|Understanding generational differences helps collision repair success|
|Friday, 23 April 2010 08:47|
Strongsville, Ohio--April 23, 2010--Success in today’s collision repair industry is highly dependent on how well owners and managers understand the differing attitudes and preferences of today’s four distinct generations. That’s the view Cam Marston, authority on multi-generational communications, shared during the recent PPG Industries MVP Business Solutions Conference at the Paradise Point Hotel in San Diego. The sold-out conference, themed “Beyond Tomorrow,” drew more than 320 PPG-affiliated collision centre professionals, making it the most highly-attended MVP conference to date.In his address, Marston said preparing for the future includes bringing out the best from employees. With four generations--known as Matures, Boomers, Gen X'ers and Millennials--now working side by side, part of that challenge is communicating and managing effectively across generational lines by treating employees as individuals.
Marston defined the generations by age: Matures are those 65 and older, Baby Boomers are those 46 to 64, Gen X'ers are those 31 to 45, and Millennials are those 30 and younger--though he acknowledged the age brackets were slightly different for Canada due to the differences between the two countries in the post-war period.
He described each generation’s characteristics and expectations, and how those qualities affect their work.
According to Marston, understanding generational differences can ease workplace frustration while increasing teamwork and productivity. For example, most Matures and Boomers value their work ethic and job commitment, while Gen X'ers' and Millennials’ primary identity is outside the workplace. That doesn’t mean one generation is more productive than another, just that each has its own way of doing things, he said, and that tailoring communications to reflect these distinctions is the key to success.
“I was very impressed,” said Sharon Wells, general manager of Collision Clinic, St. John’s, Newfoundland, Canada. “We’re so busy just getting the job done, we sometimes don’t think about our work force as individuals. His information was of paramount importance. I was with two others from my shop--we represented three different generations--and we now understand each other better.”
Another difference Marston pointed out is the greater use of social media by Gen X'ers and Millennials than by Matures and Boomers. His statistics show 77 per cent of Millennials and 61 per cent of Gen Xers maintain an Internet social media website profile, compared to 36 per cent for Matures and 46 per cent for Boomers. This also ties in to the younger generations’ thirst for information.

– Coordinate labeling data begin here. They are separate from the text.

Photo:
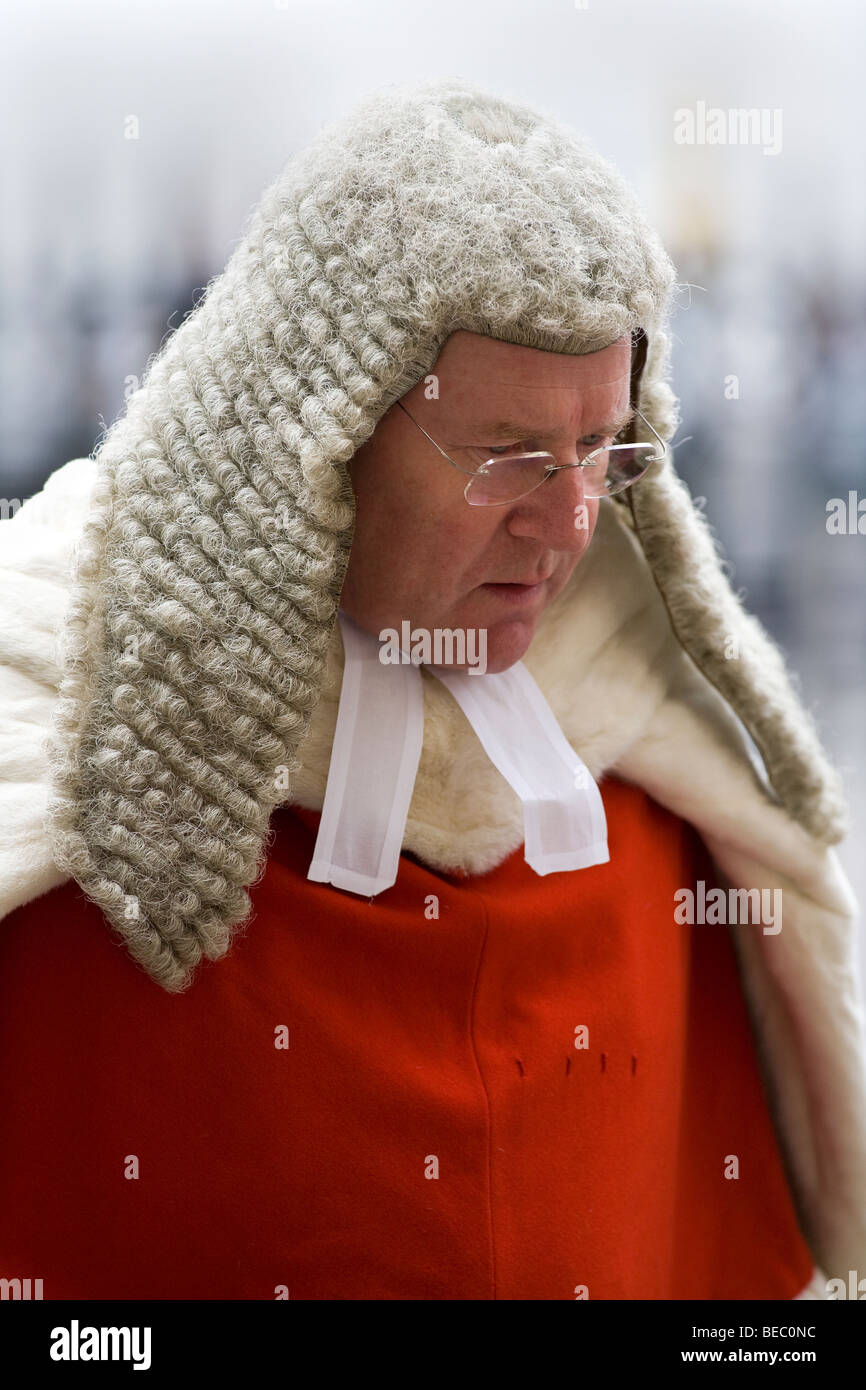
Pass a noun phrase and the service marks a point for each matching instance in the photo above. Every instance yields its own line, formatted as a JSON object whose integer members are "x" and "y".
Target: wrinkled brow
{"x": 523, "y": 430}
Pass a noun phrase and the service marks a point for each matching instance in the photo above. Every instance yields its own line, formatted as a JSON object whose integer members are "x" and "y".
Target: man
{"x": 391, "y": 610}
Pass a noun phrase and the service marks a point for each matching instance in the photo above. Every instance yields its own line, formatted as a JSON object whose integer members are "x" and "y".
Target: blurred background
{"x": 136, "y": 136}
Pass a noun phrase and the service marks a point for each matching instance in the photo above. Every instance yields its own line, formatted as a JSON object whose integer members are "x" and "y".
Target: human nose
{"x": 556, "y": 512}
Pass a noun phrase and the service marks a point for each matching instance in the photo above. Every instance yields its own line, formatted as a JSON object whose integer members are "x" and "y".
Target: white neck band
{"x": 374, "y": 761}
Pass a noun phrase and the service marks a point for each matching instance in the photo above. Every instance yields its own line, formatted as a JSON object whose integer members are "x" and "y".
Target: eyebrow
{"x": 519, "y": 430}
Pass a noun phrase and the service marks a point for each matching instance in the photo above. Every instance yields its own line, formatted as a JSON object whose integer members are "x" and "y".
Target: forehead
{"x": 474, "y": 371}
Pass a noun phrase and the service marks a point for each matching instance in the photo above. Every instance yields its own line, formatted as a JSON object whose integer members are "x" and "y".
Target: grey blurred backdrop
{"x": 136, "y": 136}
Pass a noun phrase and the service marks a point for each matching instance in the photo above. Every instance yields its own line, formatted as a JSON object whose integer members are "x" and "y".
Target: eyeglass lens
{"x": 505, "y": 480}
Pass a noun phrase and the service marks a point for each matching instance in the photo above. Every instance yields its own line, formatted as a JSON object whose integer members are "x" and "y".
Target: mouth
{"x": 515, "y": 592}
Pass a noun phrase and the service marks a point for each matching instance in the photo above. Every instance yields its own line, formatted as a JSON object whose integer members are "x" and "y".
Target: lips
{"x": 528, "y": 584}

“In terms of pure numbers, social media plays a big role in how we need to communicate in the future,” said Norm Angrove, senior manager, PPG Value Added Programs, who facilitated a discussion group on the social media.
“There are 900 million visitors to social media sites every day, and 74 per cent of that is in the United States. Twitter is growing at a 3,000 per cent pace. Marketing today involves the five "Cs" of social media--content, community, conversation, collaboration and connection. We can’t ignore that. Collision shops have to put their message out there using this new media.”
Marston said shop owners must recognize generational differences when selling their services: what is learned about communicating inside the collision center applies to cross-generational customers as well, especially with social media marketing.
“Social media is already a big part of our marketing mix," said Sal Contreras, marketing director for Mike Rose's Auto Body in Concord, California. "It is an essential tool that will help us stay ahead. I heard a lot of great ideas at the conference, so we plan to use the information significantly more in the future to connect with customers, insurance agents and the insurers.”
Additional speakers, seminars and breakout discussion sessions focused on providing attendees with assistance and tools for improving their business model and preparing their centers and employees for success “beyond tomorrow.” Industry experts Chris Miller, senior editor of ABRN Magazine, and Githesh Ramamurthy, CEO of CCC Information Services, addressed the topics of “The State of Collision Repair” and “Data and Analysis the Industry Must Understand,” respectively.